To najnowocześniejszy sprzęt, który będzie służył w najwrażliwszym punkcie wschodniej flanki NATO - wiceminister obrony narodowej skomentował w "Poranku RDC" dostawy czołgów K2 i armatohaubic K9. Wojciech Skurkiewicz podkreślił, że to realizacja ostatnich umów z Koreą Południową. Sprzęt jest potrzebny tu i teraz - zaznaczył na naszej antenie.

- Najnowocześniejszy z możliwych, z tej topowej półki i szybko dostępny dla Polski, dla polskiego żołnierza. I te umowy, które były podpisane dosłownie kilka miesięcy temu, one są już dzisiaj realizowane i te pierwsze czołgi, 10 sztuk K2 czy te armatohaubice K9, 24 sztuki, one wchodzą na wyposażenie polskiego wojska. Już dotarły do Polski - mówił Wojciech Skurkiewicz w rozmowie z Grzegorzem Chlastą.

Pod koniec sierpnia zawarto umowy na dostawy pierwszych 180 czołgów K2 w latach 2022-25 oraz 212 haubic samobieżnych K9 w latach 2022-26.

- Zasilą jednostki wojskowe dyslokowane na północnym wschodzie, czyli tutaj odpowiedzialne za tak zwany Przesmyk Suwalski, mówiąc najdelikatniej - najwrażliwszy punkt na wschodniej flance NATO - wskazał wiceminister.

   

Rozładunek sprzętu odbył się w porcie w Gdyni. Dotychczas zawarte kontrakty przewidują dostawy 189 czołgów i 212 armatohaubic. Całe zamówienie ma zostać zrealizowane do roku 2025.

Czołg K2 Black Panther jest uzbrojony w gładkolufową armatę 120 mm, waży 55 ton. Jego załoga składa się z trzech osób (dowódca, działonowy, kierowca), zawieszenie wozu pozwala na regulacje prześwitu. Moc z koreańskiego silnika wysokoprężnego przenosi niemiecka przekładnia. W wersji K2PL czołg ma mieć wzmocniony pancerz, system obserwacji dookólnej i system aktywnej ochrony.
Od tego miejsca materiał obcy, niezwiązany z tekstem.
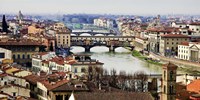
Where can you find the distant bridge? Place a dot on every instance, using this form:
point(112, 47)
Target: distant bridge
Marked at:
point(111, 42)
point(93, 32)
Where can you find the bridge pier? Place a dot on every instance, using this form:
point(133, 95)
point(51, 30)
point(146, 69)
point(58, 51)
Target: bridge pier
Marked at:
point(87, 48)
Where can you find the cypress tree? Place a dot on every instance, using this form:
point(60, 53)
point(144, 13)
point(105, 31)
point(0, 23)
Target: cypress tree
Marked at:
point(4, 24)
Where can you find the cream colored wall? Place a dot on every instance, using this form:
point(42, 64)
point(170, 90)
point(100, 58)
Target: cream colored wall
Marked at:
point(183, 52)
point(59, 26)
point(8, 54)
point(33, 29)
point(79, 67)
point(18, 90)
point(44, 89)
point(23, 73)
point(167, 43)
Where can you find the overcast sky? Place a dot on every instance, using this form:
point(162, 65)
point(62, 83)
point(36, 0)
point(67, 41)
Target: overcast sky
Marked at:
point(101, 6)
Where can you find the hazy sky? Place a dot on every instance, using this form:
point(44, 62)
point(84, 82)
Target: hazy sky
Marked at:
point(101, 6)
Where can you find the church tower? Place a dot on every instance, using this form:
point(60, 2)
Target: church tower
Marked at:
point(169, 82)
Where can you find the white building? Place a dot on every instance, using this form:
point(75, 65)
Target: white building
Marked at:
point(37, 59)
point(5, 54)
point(183, 51)
point(195, 27)
point(103, 22)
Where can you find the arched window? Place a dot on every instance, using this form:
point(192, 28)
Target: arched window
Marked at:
point(171, 75)
point(18, 56)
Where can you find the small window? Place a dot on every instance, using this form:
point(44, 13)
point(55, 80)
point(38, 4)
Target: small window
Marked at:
point(28, 56)
point(23, 56)
point(171, 75)
point(18, 56)
point(83, 70)
point(14, 94)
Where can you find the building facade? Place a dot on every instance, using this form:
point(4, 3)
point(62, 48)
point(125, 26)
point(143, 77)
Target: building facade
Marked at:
point(183, 51)
point(5, 54)
point(169, 43)
point(169, 82)
point(63, 38)
point(22, 50)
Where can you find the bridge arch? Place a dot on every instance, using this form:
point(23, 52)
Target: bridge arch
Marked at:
point(99, 49)
point(72, 34)
point(85, 34)
point(99, 34)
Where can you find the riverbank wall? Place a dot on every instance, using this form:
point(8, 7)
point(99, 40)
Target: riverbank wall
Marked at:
point(177, 61)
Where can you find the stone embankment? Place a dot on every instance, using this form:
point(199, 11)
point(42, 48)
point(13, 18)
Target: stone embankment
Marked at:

Zostaną wyposażone w polski system łączności, a system zarządzania walką będzie kompatybilny z innymi systemami wykorzystywanymi w polskim wojsku. K2 mają w pierwszej kolejności zastąpić czołgi z rodziny T-72.
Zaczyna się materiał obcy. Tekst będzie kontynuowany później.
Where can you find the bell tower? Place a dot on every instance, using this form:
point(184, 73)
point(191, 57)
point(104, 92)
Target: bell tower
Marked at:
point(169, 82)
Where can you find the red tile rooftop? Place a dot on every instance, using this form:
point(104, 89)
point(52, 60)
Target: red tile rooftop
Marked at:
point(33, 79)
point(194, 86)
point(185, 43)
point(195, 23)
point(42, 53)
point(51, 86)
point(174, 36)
K9 Thunder waży 47 ton, uzbrojeniem jest produkowane przez Huyndai działo 155 mm z lufą o długości 52 kalibrów, którego zasięg to – zależnie od amunicji od 30 do ponad 50 km. Wóz jest napędzany silnikiem o mocy 735 kWh (1000 KM) produkowanym na niemieckiej licencji. Poza Republiką Korei K9 wybrały Australia, Egipt, Estonia, Finlandia, Indie, Norwegia i Turcja. Również armatohaubice mają zostać docelowo doprowadzone do odpowiadającego polskim wymaganiom standardu K9PL i produkowane w Polsce.

We wrześniu szef MON, wicepremier Mariusz Błaszczak zatwierdził także umowy na 48 samolotów szkolno-bojowych FA-50 (12 w obecnie dostępnej wersji i 36 w wariancie dostosowanym do wymagań polskiego lotnictwa) za 3 mld dolarów.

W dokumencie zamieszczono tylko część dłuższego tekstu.